BOOK TALK: Border Mediascapes: Cinematic Itineraries at the Edge of Europe

Event time: 
Friday, April 17, 2026 - 4:00pm
Location: 
Humanties Quadrangle Room 107 See map
320 York Street
New Haven, CT 06611
Event description: 
Yale Italian Studies and Film and Media Studies are pleased to invite you to a book talk by Italian film and media scholar Francesco Zucconi, visiting Yale from the IUAV University of Venice on Friday, April 17 at 4pm in HQ 107. Prof. Zucconi will be presenting his new book Border Mediascapes: Cinematic Itineraries at the Edge of Europe, now out with the University of Minnesota Press. 
 
Examining a variety of documentary films made along the borders of Europe since the turn of the twenty-first century, Border Mediascapes takes a cinematic eye to the technologies employed in governing spatial movement. Working at the intersections of social sciences, political theory, contemporary media, and cinema aesthetics, this book expands our understanding of the border as not just a static political boundary inscribed on a map but a complex, dynamic network of human and nonhuman agents.

Francesco Zucconi asserts that contemporary borders are environments defined by media: a perpetually shifting set of interactions between physical bodies and sensors, surveillance cameras, satellites, mapping programs, digital signage, and cellular devices.

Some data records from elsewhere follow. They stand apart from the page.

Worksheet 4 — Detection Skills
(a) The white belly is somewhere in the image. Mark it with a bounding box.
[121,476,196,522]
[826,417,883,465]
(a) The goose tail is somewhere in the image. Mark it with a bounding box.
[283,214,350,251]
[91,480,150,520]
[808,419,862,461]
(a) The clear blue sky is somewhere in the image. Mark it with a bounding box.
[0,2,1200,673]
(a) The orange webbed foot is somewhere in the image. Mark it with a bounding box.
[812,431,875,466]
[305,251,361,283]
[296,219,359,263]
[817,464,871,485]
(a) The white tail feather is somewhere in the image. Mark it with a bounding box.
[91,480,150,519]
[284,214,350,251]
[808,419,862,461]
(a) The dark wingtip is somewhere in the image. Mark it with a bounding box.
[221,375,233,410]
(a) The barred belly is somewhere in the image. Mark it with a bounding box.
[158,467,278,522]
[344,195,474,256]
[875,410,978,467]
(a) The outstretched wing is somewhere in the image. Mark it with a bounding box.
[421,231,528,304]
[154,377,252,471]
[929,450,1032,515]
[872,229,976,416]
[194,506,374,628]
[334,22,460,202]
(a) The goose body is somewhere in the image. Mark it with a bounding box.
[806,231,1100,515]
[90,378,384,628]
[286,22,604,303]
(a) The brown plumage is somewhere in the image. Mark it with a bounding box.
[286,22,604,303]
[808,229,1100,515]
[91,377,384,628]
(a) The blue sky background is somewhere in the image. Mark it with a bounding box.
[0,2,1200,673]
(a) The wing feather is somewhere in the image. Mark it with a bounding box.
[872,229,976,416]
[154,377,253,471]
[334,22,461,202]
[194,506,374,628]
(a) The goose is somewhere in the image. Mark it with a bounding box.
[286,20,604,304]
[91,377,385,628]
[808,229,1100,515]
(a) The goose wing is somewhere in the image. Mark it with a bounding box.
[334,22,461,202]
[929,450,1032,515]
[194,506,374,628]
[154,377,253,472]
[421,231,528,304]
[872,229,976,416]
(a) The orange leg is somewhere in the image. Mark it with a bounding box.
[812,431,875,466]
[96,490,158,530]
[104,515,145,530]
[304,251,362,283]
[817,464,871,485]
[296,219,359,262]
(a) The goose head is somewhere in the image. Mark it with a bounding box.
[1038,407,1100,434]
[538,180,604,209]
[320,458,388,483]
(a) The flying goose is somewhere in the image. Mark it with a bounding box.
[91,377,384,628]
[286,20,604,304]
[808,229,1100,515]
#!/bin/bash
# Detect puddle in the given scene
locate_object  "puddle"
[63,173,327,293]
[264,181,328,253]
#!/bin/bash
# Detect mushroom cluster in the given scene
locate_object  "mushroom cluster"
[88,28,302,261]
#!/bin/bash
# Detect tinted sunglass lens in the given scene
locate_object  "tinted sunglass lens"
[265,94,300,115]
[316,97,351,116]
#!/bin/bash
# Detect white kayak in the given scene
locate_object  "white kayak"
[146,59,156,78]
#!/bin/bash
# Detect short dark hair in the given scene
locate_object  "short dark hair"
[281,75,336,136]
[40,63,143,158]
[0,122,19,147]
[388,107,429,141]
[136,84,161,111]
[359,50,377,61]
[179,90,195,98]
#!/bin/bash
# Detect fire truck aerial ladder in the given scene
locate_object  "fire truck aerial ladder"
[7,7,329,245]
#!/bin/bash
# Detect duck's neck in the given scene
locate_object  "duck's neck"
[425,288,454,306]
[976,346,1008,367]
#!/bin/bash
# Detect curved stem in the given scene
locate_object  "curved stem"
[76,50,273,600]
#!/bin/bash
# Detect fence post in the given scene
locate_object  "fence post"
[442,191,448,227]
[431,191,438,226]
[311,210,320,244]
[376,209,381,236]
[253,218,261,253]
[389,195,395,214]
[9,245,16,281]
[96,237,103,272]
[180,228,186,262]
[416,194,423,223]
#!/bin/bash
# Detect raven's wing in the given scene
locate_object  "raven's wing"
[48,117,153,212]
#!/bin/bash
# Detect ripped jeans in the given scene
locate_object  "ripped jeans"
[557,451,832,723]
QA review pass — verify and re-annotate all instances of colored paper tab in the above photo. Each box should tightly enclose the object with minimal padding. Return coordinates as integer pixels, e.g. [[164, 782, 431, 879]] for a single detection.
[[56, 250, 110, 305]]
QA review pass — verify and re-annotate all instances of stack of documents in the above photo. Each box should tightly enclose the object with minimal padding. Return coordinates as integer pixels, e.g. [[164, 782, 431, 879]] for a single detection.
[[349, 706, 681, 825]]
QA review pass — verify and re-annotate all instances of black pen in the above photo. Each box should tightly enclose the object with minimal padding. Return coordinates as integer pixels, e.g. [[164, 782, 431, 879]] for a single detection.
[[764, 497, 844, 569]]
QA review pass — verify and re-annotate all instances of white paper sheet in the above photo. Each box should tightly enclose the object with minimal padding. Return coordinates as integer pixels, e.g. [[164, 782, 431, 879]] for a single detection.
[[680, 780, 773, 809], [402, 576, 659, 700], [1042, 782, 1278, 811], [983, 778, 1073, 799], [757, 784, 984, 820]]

Analyzing documentaries filmed by or in collaboration with migrants, Border Mediascapes demonstrates how cinema can be used to reveal the otherwise unseen apparatuses that facilitate systematized practices of recognition, expulsion, and erasure.

 
Francesco Zucconi is Associate Professor in Film and Visual Studies at the Università IUAV di Venezia, membre associé of the Centre d’Histoire et de Théorie des Arts of the EHESS of Paris, as well as research fellow at the Institut Convergences Migrations of Paris. Notable publications include La sopravvivenza delle immagini nel cinema. Archivio, montaggio, intermedialità (Mimesis 2013); Sensibilità e potere. Il cinema di Pablo Larraín (with Massimiliano Coviello, Pellegrini 2017); and Displacing Caravaggio: Art, Media, and Humanitarian Visual Culture (Palgrave Macmillan 2018).